Wegen ihrer politischen Aktivitäten für die Kommunistischen Partei Deutschlands (KPD) wurde sie während des Nationalsozialismus verfolgt und vier Jahre in Zuchthäuser und Konzentrationslager gesperrt. Trotz zunehmend verschlechternder Gesundheit und Misshandlung durch die Gestapo blieb Anni Wadle ihren Idealen immer treu. Auch ihr Mann Hein Wadle wurde mehrfach inhaftiert und kam erst nach der Befreiung 1945 wieder frei.

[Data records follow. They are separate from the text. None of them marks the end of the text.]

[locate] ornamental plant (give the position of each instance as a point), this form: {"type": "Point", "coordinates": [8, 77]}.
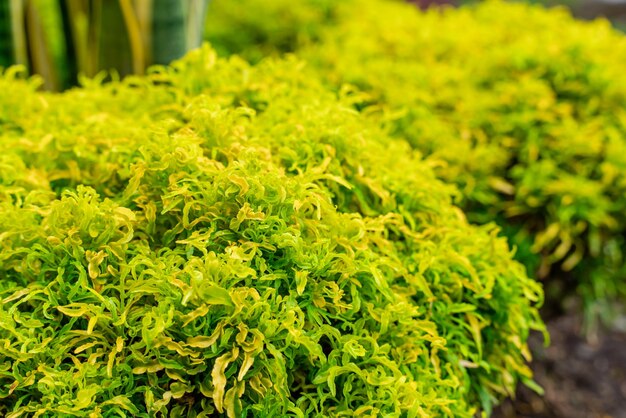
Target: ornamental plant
{"type": "Point", "coordinates": [223, 239]}
{"type": "Point", "coordinates": [519, 106]}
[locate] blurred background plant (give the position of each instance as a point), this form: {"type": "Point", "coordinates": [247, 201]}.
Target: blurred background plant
{"type": "Point", "coordinates": [62, 39]}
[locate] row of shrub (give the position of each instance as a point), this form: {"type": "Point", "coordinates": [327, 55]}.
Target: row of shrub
{"type": "Point", "coordinates": [522, 108]}
{"type": "Point", "coordinates": [225, 239]}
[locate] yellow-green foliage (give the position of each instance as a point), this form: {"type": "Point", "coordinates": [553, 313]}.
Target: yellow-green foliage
{"type": "Point", "coordinates": [224, 239]}
{"type": "Point", "coordinates": [256, 29]}
{"type": "Point", "coordinates": [523, 108]}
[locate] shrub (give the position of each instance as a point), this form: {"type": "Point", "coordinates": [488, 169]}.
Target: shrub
{"type": "Point", "coordinates": [520, 107]}
{"type": "Point", "coordinates": [218, 238]}
{"type": "Point", "coordinates": [256, 29]}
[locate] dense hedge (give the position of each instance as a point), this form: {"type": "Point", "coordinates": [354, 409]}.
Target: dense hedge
{"type": "Point", "coordinates": [224, 239]}
{"type": "Point", "coordinates": [523, 108]}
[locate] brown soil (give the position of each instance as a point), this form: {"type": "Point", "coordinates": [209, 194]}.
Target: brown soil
{"type": "Point", "coordinates": [582, 378]}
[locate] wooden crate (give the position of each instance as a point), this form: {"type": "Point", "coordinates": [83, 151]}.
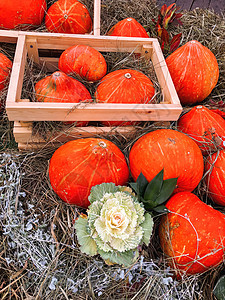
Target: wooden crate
{"type": "Point", "coordinates": [29, 44]}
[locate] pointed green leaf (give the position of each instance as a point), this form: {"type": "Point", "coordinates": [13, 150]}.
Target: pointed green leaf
{"type": "Point", "coordinates": [87, 244]}
{"type": "Point", "coordinates": [153, 188]}
{"type": "Point", "coordinates": [167, 189]}
{"type": "Point", "coordinates": [142, 183]}
{"type": "Point", "coordinates": [219, 289]}
{"type": "Point", "coordinates": [147, 227]}
{"type": "Point", "coordinates": [161, 209]}
{"type": "Point", "coordinates": [134, 186]}
{"type": "Point", "coordinates": [126, 258]}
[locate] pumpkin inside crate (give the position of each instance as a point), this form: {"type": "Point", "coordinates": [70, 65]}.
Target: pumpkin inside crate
{"type": "Point", "coordinates": [40, 52]}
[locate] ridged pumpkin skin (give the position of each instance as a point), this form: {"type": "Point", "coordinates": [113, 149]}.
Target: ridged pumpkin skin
{"type": "Point", "coordinates": [84, 61]}
{"type": "Point", "coordinates": [68, 16]}
{"type": "Point", "coordinates": [174, 151]}
{"type": "Point", "coordinates": [5, 69]}
{"type": "Point", "coordinates": [192, 234]}
{"type": "Point", "coordinates": [128, 27]}
{"type": "Point", "coordinates": [215, 179]}
{"type": "Point", "coordinates": [194, 71]}
{"type": "Point", "coordinates": [80, 164]}
{"type": "Point", "coordinates": [206, 127]}
{"type": "Point", "coordinates": [60, 87]}
{"type": "Point", "coordinates": [125, 86]}
{"type": "Point", "coordinates": [21, 14]}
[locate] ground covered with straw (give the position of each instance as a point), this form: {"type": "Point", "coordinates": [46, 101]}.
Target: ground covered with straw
{"type": "Point", "coordinates": [39, 253]}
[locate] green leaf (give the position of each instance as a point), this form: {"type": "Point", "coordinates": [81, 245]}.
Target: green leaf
{"type": "Point", "coordinates": [134, 186]}
{"type": "Point", "coordinates": [161, 209]}
{"type": "Point", "coordinates": [126, 258]}
{"type": "Point", "coordinates": [87, 244]}
{"type": "Point", "coordinates": [147, 227]}
{"type": "Point", "coordinates": [167, 189]}
{"type": "Point", "coordinates": [153, 188]}
{"type": "Point", "coordinates": [98, 191]}
{"type": "Point", "coordinates": [219, 289]}
{"type": "Point", "coordinates": [142, 183]}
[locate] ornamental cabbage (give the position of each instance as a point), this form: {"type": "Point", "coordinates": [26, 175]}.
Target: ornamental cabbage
{"type": "Point", "coordinates": [115, 225]}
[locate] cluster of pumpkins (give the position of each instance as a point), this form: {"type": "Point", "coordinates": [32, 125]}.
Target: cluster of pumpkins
{"type": "Point", "coordinates": [192, 234]}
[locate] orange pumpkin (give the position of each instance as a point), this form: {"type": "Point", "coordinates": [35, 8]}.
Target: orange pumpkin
{"type": "Point", "coordinates": [83, 61]}
{"type": "Point", "coordinates": [194, 71]}
{"type": "Point", "coordinates": [60, 87]}
{"type": "Point", "coordinates": [192, 234]}
{"type": "Point", "coordinates": [80, 164]}
{"type": "Point", "coordinates": [174, 151]}
{"type": "Point", "coordinates": [68, 16]}
{"type": "Point", "coordinates": [128, 27]}
{"type": "Point", "coordinates": [5, 69]}
{"type": "Point", "coordinates": [215, 178]}
{"type": "Point", "coordinates": [206, 127]}
{"type": "Point", "coordinates": [125, 86]}
{"type": "Point", "coordinates": [21, 14]}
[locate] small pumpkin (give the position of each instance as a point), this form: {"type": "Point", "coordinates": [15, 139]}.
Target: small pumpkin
{"type": "Point", "coordinates": [206, 127]}
{"type": "Point", "coordinates": [21, 14]}
{"type": "Point", "coordinates": [84, 61]}
{"type": "Point", "coordinates": [215, 177]}
{"type": "Point", "coordinates": [60, 87]}
{"type": "Point", "coordinates": [80, 164]}
{"type": "Point", "coordinates": [5, 70]}
{"type": "Point", "coordinates": [192, 234]}
{"type": "Point", "coordinates": [194, 71]}
{"type": "Point", "coordinates": [171, 150]}
{"type": "Point", "coordinates": [128, 27]}
{"type": "Point", "coordinates": [68, 16]}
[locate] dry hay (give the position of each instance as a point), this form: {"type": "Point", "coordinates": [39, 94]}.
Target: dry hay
{"type": "Point", "coordinates": [39, 255]}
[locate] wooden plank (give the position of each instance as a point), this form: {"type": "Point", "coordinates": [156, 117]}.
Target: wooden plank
{"type": "Point", "coordinates": [101, 43]}
{"type": "Point", "coordinates": [17, 74]}
{"type": "Point", "coordinates": [8, 36]}
{"type": "Point", "coordinates": [32, 50]}
{"type": "Point", "coordinates": [163, 75]}
{"type": "Point", "coordinates": [92, 112]}
{"type": "Point", "coordinates": [96, 21]}
{"type": "Point", "coordinates": [26, 139]}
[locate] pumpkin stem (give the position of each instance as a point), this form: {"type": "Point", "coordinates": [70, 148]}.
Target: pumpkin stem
{"type": "Point", "coordinates": [127, 75]}
{"type": "Point", "coordinates": [102, 144]}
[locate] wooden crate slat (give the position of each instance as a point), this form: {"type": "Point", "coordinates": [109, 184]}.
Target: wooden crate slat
{"type": "Point", "coordinates": [92, 112]}
{"type": "Point", "coordinates": [29, 43]}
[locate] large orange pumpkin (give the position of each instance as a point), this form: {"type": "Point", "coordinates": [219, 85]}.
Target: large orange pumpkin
{"type": "Point", "coordinates": [215, 178]}
{"type": "Point", "coordinates": [21, 14]}
{"type": "Point", "coordinates": [68, 16]}
{"type": "Point", "coordinates": [60, 87]}
{"type": "Point", "coordinates": [84, 61]}
{"type": "Point", "coordinates": [80, 164]}
{"type": "Point", "coordinates": [174, 151]}
{"type": "Point", "coordinates": [128, 27]}
{"type": "Point", "coordinates": [5, 69]}
{"type": "Point", "coordinates": [206, 127]}
{"type": "Point", "coordinates": [124, 86]}
{"type": "Point", "coordinates": [194, 71]}
{"type": "Point", "coordinates": [192, 234]}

Nach dem Ende des 2. Weltkrieges sind Anni und Hein weiterhin in der Arbeiter:innenbewegung aktiv und Mitglieder der KPD, bis zum Verbot der Partei 1956. Beide waren von Beginn an Teil der Vereinigung der Verfolgten des Naziregimes. Beim Streik der Metallarbeiter für die Lohnfortzahlung im Krankheitsfall, der im Oktober 1956 begann und mit 114 Streiktagen und 34.000 Streikenden der längste Arbeitskampf in der Geschichte der BRD ist, spielten Anni und Hein Wadle wichtige Rollen. Hein war Betriebsrat bei HDW und Anni kämpferische Organisatorin an der Werft und bei den streikenden Familien. Sie blieb auch in den kommenden Jahrzehnten aktive Antifaschistin und engagierte sich in der Friedens- und der Anti-Atomkraft-Bewegung. Anni Wadle verstarb im April 2002 in Neumünster im Alter von 92 Jahren.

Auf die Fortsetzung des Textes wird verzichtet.